Governance and compliance issues can greatly diminish customer and market confidence, potentially undermining funding and business activities. Severe non-compliance may result in stringent regulatory sanctions, which can negatively affect the issuer’s franchise strength and heighten the risk of default, especially if liquidity buffers are thin, Fitch said.
Notable failures, such as Infrastructure Leasing & Financial Services Limited in 2018 and Dewan Housing Finance Limited in 2019, can be traced back in part to weak governance practices. The report identifies several governance risk factors common among such cases, including concentrated decision-making, complex accounting and group structures, frequent related-party transactions, aggressive growth strategies, and less-experienced management.

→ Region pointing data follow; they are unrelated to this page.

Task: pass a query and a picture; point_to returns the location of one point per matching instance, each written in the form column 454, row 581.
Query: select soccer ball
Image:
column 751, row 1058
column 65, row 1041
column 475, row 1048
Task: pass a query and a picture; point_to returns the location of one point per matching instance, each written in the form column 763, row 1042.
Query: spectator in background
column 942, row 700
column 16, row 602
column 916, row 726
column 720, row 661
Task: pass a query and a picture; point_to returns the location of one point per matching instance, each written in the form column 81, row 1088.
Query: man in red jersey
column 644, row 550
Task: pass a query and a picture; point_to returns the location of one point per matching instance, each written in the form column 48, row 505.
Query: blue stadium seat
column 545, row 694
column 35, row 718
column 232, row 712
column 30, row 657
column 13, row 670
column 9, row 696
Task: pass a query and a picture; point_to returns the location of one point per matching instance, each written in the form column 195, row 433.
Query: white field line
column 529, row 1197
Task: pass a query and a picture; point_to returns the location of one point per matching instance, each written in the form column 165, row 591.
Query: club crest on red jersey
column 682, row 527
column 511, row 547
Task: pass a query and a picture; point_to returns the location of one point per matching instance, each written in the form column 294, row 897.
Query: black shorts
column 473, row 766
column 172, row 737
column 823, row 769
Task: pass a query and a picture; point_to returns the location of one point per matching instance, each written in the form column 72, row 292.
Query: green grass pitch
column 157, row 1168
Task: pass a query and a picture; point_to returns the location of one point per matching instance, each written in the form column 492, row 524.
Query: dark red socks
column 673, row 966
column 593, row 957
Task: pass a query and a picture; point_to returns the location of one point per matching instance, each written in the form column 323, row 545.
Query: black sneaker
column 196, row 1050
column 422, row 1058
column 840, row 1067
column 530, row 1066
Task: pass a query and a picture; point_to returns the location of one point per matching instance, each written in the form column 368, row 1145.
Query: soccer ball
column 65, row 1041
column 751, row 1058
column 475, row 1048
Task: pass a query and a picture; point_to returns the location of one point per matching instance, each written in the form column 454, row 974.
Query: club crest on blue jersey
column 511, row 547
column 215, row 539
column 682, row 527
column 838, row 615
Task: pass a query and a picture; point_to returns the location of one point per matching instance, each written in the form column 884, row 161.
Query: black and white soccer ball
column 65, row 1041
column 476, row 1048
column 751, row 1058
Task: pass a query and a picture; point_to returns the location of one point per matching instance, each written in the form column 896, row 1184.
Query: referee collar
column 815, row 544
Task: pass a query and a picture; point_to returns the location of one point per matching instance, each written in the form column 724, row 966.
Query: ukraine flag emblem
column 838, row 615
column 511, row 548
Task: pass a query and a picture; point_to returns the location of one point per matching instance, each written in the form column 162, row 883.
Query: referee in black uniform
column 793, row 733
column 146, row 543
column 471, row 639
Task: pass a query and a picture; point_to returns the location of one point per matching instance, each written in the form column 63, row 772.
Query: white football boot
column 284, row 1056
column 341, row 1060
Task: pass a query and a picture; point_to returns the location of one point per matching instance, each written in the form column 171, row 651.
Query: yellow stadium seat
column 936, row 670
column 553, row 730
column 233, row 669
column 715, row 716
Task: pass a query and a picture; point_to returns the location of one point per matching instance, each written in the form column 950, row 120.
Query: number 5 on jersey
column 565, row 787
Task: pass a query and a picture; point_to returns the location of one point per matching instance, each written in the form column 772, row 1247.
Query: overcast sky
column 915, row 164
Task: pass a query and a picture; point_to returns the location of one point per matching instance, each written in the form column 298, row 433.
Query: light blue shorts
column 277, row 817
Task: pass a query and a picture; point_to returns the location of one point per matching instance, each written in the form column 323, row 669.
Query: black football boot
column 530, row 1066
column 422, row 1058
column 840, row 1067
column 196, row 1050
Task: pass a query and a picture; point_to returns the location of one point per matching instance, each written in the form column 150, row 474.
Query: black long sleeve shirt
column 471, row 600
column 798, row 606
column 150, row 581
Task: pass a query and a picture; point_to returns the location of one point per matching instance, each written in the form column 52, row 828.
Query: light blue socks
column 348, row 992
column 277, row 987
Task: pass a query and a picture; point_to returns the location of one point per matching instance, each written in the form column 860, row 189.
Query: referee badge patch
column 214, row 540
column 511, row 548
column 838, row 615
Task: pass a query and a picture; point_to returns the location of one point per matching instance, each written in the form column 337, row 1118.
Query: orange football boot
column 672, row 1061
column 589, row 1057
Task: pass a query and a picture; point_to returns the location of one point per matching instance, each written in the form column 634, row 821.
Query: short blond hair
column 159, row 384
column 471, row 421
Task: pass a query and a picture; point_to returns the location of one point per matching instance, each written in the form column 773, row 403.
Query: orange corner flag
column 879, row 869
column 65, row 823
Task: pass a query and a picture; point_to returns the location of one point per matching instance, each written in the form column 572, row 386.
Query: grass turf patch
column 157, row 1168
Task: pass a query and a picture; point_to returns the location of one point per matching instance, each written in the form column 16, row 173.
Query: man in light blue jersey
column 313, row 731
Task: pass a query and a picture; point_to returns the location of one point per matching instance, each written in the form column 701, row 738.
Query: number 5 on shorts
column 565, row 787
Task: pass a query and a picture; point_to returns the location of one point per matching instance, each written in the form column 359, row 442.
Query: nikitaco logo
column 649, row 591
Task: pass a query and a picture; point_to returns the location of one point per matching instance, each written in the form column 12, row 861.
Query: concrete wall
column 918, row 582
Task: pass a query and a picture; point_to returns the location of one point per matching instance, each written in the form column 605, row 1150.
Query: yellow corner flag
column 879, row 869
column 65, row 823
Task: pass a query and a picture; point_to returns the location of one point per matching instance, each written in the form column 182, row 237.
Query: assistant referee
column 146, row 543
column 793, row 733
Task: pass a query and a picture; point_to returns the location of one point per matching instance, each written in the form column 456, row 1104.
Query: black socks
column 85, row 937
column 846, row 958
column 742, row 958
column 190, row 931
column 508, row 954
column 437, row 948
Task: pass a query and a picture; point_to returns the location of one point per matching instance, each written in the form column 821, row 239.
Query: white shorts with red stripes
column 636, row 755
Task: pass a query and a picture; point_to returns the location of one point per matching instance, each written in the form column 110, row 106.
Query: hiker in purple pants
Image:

The Reserve Bank of India has introduced measures since 2021 to strengthen governance standards, such as requiring independent compliance functions, auditor rotation, and whistle-blower mechanisms, especially for larger NBFIs. However, the success of these measures hinges on effective implementation, with current practices still uneven across the sector. Recent regulatory actions on entities like IIFL Finance Limited (B+/Rating Watch Negative), JM Financial Products Limited, and ECL Finance Limited illustrate ongoing risks as regulators step up their enforcement actions.
Fitch’s sector risk operating environment assessment for Indian NBFIs incorporates the frequency of non-compliance events, but issuer-specific evaluations consider their respective management profiles, risk cultures, and governance practices.